Rural Transportation

Halifax compares well to benchmark cities in terms of transit fares, and residents’ ratings of the quality of public transit are improving yearly, particularly among residents of rural Halifax.

Although urban residents still rate aspects of transit quality higher than rural residents on a scale of 1 (very poor) to 10 (excellent), survey responses show a narrowing gap between rural and urban respondents. The rural-urban gaps in mean scores for all three aspects of transit quality (proximity, convenience, and frequency) dropped by approximately 1 full point from 2020 to 2021.

When comparing transit affordability ratings, rural residents were more inclined to state affordability was “very poor” and less inclined to call it “excellent.” Looking more broadly at those who gave a score of 1 to 5 versus those who gave a score of 6 to 10, rural and urban shares were very similar. Mean scores on the affordability question were similar as well, at 6.6 for rural respondents and 6.8 for urban respondents.

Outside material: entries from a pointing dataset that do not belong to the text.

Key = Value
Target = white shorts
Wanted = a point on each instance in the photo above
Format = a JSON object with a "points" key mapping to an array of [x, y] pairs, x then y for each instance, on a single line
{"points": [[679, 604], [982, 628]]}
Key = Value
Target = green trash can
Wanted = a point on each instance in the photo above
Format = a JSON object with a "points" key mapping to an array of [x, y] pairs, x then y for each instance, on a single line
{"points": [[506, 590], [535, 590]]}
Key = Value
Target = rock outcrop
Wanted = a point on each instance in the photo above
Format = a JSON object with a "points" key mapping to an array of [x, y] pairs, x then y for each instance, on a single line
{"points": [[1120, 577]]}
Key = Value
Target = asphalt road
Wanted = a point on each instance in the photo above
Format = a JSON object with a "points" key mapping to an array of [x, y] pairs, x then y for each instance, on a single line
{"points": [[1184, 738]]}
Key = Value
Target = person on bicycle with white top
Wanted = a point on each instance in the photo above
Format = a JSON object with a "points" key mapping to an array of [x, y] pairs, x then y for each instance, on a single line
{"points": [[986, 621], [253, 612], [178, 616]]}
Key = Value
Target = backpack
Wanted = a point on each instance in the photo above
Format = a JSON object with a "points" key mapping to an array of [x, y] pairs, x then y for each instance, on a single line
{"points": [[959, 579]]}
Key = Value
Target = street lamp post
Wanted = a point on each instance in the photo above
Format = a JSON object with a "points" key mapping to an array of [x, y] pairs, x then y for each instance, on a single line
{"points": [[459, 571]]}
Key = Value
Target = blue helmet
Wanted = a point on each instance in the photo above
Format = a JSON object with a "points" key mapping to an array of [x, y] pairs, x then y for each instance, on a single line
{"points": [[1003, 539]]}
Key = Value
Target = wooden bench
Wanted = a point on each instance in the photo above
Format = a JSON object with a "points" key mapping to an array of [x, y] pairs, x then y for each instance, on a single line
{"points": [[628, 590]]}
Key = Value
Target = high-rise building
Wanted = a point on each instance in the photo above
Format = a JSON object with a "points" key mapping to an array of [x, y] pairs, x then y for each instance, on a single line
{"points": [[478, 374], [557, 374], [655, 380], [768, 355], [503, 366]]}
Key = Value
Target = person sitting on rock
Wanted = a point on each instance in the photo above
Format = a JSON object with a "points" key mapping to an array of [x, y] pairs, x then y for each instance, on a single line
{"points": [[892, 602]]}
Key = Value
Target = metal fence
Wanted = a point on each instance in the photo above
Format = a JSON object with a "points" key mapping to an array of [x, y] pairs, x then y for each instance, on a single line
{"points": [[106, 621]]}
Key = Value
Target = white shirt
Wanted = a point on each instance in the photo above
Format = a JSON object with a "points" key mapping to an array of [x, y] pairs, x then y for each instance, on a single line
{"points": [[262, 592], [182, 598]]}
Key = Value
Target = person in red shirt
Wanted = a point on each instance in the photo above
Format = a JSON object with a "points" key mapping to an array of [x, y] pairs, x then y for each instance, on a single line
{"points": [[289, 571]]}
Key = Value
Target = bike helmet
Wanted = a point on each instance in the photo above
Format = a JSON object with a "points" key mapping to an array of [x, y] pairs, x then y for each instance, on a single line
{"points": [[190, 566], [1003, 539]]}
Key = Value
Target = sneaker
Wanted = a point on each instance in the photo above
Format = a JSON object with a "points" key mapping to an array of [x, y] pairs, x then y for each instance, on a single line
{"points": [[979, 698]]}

  • CITIZEN RATINGS OF TRANSIT QUALITY
    Mean Scores (1 to 10), Rural and Urban Halifax, 2020 and 2021

    2020 Mean Score

    2021 Mean Score

    Rural

    Urban

    Rural

    Urban

    Buses stop close to where you live and work

    4.6

    7.8

    6.2

    8.0

    Buses run on schedules that are convenient for you

    4.7

    6.4

    5.4

    6.3

    Buses arrive frequently and wait times are short

    5.3

    6.1

    6.2

    6.3

    Source: MQO Research, City Matters Survey (Various)

    Transit Quality

    • Overall, rural residents again have lower mean ratings for transit quality compared to urban residents although the gaps have narrowed from 2020 to 2021.
    • The biggest urban-rural gap, at 1.8 points, was around whether buses stop close to where respondents live and work.
    • Rural residents’ mean ratings improved on all three aspects of transit quality from 2020 to 2021. Mean ratings from urban residents rose by 0.2 points on two items and fell by 0.1 point on another.
  • Answers of "Don't know" and "No Answer" were excluded.
    Source: MQO Research, City Matters Survey (2021)

    Citizen Ratings of Public Transit Affordability

    • Although transit fares in Halifax are either the lowest or second lowest across benchmark cities, 5% of rural residents and 2% of urban residents rated transit affordability as “extremely poor” (1 out of 10).
    • There were 14% of urban residents who viewed transit affordability as “excellent” (10 out of 10) compared to only 8% of rural residents.
    • Rural and urban residents were almost identical in terms of the total share who gave ratings of 5 or lower and the total share who gave ratings of 6 or higher on the issue of affordability.